The Chicago Teachers Union blasted a final contract offer put forth by the Chicago Public Schools and Mayor Lori Lightfoot on Friday, describing the proposal as "half-baked" and "wholly deficient."
Following Friday's negotiations, the two sides didn't appear to be any closer to avoiding a strike on Oct. 17.
“Their actions today are designed to force a strike, by refusing to put an offer forward that represents progress for students or respects teachers and clinicians," CTU President Jesse Sharkey said on Friday.
The CTU and CPS have been at odds over several key issues including class sizes, teacher pay and adding additional resource staff.
CPS officials released a press release on Friday, outlining several changes included in the proposed contract, including dropping a proposal on teacher preparation time and offering additional support for overcrowded classrooms.
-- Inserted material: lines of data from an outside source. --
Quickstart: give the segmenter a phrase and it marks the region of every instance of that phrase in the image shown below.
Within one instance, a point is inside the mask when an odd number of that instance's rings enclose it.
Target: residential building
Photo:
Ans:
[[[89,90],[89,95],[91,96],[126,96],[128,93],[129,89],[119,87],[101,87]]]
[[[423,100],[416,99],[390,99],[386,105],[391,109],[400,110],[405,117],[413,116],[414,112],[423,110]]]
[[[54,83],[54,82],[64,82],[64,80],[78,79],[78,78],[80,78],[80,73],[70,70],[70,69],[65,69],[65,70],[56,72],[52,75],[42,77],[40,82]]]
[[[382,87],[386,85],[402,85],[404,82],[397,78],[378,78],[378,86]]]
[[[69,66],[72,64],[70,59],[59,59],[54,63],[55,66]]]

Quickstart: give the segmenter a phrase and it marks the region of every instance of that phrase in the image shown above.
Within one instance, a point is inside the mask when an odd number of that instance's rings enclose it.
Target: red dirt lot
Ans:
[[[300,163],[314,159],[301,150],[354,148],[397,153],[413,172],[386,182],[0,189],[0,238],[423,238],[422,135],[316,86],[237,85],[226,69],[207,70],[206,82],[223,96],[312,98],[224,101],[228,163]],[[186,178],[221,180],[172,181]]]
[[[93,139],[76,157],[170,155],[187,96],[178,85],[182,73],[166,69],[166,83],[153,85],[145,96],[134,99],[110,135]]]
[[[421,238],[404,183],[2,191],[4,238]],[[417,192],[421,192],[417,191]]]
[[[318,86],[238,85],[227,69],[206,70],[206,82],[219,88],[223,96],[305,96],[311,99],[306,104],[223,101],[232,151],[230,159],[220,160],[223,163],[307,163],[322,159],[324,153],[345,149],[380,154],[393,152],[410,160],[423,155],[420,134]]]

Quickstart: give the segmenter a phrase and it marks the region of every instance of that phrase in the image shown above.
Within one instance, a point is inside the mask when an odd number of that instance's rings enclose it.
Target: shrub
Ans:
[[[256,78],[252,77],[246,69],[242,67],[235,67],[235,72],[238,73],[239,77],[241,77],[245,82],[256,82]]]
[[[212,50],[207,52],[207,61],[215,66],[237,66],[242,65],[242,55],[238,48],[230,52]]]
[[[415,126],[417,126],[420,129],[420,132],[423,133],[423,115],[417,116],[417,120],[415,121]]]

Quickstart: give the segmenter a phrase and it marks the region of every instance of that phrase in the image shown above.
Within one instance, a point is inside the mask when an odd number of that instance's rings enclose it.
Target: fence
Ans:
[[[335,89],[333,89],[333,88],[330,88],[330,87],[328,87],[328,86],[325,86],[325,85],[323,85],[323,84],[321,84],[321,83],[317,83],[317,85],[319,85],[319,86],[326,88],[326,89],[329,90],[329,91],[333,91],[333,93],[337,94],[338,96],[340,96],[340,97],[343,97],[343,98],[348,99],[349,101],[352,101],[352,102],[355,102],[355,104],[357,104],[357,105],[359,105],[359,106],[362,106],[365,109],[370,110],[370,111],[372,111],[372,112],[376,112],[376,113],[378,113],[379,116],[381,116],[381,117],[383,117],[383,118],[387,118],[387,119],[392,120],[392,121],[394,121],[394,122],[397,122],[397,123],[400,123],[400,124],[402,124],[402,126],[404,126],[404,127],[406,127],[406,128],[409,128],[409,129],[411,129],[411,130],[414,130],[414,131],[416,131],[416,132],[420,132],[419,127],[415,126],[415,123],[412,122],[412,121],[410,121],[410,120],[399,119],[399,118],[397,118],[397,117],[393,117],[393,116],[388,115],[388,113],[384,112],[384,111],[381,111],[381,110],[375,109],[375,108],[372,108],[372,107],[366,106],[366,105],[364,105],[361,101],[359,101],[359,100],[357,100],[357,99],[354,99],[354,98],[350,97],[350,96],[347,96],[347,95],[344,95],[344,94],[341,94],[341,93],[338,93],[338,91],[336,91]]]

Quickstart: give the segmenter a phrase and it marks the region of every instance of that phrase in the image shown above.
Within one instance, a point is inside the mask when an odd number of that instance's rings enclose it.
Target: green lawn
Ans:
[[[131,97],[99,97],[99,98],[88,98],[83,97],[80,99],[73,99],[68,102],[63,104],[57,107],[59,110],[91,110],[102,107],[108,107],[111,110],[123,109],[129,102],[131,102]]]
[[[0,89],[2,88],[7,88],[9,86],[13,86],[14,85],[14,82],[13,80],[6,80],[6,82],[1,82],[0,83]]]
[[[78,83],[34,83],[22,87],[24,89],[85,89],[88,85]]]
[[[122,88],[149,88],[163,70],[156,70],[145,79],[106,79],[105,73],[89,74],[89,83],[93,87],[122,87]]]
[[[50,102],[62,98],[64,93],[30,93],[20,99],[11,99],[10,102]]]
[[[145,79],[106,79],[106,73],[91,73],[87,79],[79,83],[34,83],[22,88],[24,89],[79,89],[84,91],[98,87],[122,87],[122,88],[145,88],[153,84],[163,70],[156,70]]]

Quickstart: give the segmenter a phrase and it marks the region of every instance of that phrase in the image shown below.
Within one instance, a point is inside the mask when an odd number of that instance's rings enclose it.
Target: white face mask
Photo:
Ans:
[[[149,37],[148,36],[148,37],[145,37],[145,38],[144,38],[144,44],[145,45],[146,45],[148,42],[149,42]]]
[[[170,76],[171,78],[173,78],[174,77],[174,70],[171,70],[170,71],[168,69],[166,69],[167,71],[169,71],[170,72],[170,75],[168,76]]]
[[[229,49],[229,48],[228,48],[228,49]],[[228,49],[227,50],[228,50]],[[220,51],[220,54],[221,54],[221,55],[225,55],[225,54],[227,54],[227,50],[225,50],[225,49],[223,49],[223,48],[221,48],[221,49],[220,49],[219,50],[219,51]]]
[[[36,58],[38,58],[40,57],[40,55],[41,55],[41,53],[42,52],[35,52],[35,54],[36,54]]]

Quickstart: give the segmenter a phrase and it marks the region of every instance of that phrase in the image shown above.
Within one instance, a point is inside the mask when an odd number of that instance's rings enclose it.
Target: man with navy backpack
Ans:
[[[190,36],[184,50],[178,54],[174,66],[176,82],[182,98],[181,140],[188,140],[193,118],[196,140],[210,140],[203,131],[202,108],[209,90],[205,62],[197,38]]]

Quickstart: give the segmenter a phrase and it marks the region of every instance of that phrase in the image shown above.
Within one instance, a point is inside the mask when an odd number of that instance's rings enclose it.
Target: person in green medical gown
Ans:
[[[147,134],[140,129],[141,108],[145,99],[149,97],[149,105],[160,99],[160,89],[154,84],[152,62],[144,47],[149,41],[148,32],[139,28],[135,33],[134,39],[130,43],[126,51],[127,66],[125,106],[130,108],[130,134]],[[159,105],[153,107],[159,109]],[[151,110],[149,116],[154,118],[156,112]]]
The CTU insisted the district hadn't allocated adequate funding to address overcrowding, saying the $1 million offered by CPS would be barely enough money to hire two dozen teacher assistants and teachers.
When it comes to hiring additional nurses, social workers and case managers, the school district dedicated $400,000, which the union pointed out is a "fraction of a hundredth of a percent" of the district's budget.
As for teacher pay, CPS' contract offer would put the average teacher salary at nearly $100,000 within five years.
Union members contended the school district's wage offer would "still leave the majority of teaching assistants and school clerks mired in poverty in year five of the contract."
The school district has repeatedly criticized the CTU for not providing a written counteroffer in more than 140 days.
Mayor Lori Lightfoot and CPS CEO Dr. Janice Jackson said in a joint statement that they "stand ready to continue to bargain all weekend."
"...However, CTU must respond with a comprehensive counteroffer in order for the parties to make meaningful progress," the statement read. "Our students, teachers and families deserve no less."